Dagli anni Sessanta del Novecento, l’agricoltura industriale si è affermata come paradigma produttivo dominante nel mondo rurale europeo e italiano. Ai giorni nostri invece è stata la strategia bioeconomica europea ad assumersi il ruolo di consolidare e aggiornare le logiche operative dell’agroindustria. Le merci agricole vengono oggi rubricate come «prodotti bioeconomici» in quanto la bioeconomy consiste nella produzione e trasformazione industriale di materia organica, escludendo i materiali realizzati da forme fossili di carbonio. L’estrazione e trasformazione di materie prime alimentari dai sistemi naturali e coltivati – terrestri o acquatici – fornisce perciò cibo per le nostre tavole, nonché fibre e altri prodotti no food per vari tipi di manifatture.

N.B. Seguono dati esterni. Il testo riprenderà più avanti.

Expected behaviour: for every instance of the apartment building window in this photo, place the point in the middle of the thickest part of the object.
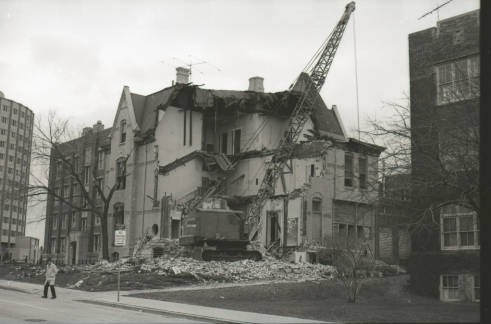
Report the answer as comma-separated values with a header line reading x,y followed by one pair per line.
x,y
224,143
97,242
121,173
236,141
62,245
363,172
348,169
450,287
477,287
458,80
459,228
63,221
316,205
119,214
73,220
100,160
86,175
53,245
100,185
122,131
83,224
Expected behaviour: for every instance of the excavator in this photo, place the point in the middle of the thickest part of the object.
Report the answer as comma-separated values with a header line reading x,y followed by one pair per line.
x,y
216,231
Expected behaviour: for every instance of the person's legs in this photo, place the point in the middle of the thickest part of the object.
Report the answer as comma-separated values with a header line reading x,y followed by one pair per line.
x,y
53,293
45,295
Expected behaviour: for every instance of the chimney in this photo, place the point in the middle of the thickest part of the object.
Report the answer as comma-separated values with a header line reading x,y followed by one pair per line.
x,y
99,126
256,84
182,75
86,131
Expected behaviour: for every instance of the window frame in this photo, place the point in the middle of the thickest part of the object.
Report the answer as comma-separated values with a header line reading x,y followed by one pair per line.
x,y
447,89
453,292
122,131
348,173
458,213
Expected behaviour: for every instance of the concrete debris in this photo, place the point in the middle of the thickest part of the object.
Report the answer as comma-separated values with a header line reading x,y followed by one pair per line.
x,y
244,270
388,269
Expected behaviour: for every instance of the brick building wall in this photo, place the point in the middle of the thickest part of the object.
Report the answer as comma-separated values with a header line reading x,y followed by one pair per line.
x,y
444,89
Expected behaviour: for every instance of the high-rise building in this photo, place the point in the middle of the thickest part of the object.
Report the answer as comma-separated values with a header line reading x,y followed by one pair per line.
x,y
444,66
16,124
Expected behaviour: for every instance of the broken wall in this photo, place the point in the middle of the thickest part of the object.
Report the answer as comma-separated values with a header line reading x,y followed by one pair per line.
x,y
178,133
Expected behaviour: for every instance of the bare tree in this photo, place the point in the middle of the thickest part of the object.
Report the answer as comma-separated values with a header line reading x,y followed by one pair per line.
x,y
58,176
451,170
354,261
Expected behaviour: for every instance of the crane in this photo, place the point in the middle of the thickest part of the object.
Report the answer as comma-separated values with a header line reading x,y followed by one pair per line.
x,y
311,79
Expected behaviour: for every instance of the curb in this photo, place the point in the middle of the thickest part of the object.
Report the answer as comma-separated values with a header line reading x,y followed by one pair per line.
x,y
160,312
15,289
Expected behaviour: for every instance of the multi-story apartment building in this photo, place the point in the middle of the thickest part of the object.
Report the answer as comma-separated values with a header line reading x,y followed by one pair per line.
x,y
445,96
393,241
177,141
16,124
72,230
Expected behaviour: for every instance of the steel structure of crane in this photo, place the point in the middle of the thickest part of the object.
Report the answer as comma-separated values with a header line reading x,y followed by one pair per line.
x,y
316,74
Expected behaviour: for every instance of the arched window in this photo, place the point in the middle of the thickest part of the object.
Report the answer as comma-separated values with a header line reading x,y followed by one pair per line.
x,y
316,205
118,214
122,130
121,173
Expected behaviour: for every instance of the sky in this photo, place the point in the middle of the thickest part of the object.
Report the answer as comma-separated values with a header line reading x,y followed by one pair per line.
x,y
74,57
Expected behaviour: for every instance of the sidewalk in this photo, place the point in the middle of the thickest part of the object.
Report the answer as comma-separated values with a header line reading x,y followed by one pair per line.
x,y
155,306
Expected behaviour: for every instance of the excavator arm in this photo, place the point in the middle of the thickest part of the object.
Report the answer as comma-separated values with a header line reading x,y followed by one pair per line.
x,y
310,83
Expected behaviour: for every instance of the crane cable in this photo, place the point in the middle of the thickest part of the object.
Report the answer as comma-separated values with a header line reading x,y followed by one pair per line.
x,y
356,77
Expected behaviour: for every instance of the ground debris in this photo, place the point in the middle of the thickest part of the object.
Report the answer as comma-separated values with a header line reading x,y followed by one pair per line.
x,y
244,270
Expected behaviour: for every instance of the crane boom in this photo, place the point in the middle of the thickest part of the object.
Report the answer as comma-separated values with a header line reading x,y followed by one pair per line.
x,y
311,81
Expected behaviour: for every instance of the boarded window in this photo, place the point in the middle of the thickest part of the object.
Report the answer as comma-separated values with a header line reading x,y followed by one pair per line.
x,y
224,143
348,169
236,135
363,171
450,286
122,131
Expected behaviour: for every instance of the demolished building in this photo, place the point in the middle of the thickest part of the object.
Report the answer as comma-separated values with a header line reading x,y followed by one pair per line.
x,y
182,139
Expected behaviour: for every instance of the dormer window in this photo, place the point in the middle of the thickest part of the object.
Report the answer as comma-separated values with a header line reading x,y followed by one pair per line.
x,y
122,130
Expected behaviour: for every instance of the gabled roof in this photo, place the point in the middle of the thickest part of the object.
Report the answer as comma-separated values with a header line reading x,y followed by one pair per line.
x,y
192,97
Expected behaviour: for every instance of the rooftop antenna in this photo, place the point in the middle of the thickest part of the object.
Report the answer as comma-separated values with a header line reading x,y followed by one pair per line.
x,y
435,9
190,63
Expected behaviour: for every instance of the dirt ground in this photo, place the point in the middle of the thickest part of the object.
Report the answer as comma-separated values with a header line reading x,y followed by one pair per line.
x,y
381,300
94,281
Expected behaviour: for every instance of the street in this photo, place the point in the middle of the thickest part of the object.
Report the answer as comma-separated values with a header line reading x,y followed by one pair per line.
x,y
21,307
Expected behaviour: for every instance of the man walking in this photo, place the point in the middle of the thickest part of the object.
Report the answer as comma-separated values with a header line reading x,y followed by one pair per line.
x,y
51,271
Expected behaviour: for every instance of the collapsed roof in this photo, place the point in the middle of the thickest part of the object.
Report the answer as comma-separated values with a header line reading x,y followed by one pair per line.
x,y
192,97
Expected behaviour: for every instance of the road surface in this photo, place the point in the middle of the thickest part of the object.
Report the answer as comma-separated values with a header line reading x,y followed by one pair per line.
x,y
21,307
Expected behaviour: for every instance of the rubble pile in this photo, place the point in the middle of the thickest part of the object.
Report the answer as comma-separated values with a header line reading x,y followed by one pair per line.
x,y
244,270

La bioeconomia dei giorni nostri è un sistema di monocolture finalizzate alla trasformazione merceologica di biomasse, ma lo stesso non può dirsi dell’agricoltura, la quale per quanto possa risultare “agganciata” alla bioeconomia non è certo un’industria qualunque.  Le forme durevoli di agricoltura sono infatti storicamente fondate sul mantenimento di rapporti simbiotici tra insediamenti umani e mondo naturale, e si radicano nelle invarianti strutturali dei territori così come nei saperi patrimoniali locali. Conoscerle ci induce alla lungimiranza. Difatti a che ci servirà creare oggi le condizioni affinché innovativi prodotti da profitto trovino sbocchi di mercato se sul lungo periodo  ci saremo rivelati incapaci di abitare in modo appropriato i biomi planetari?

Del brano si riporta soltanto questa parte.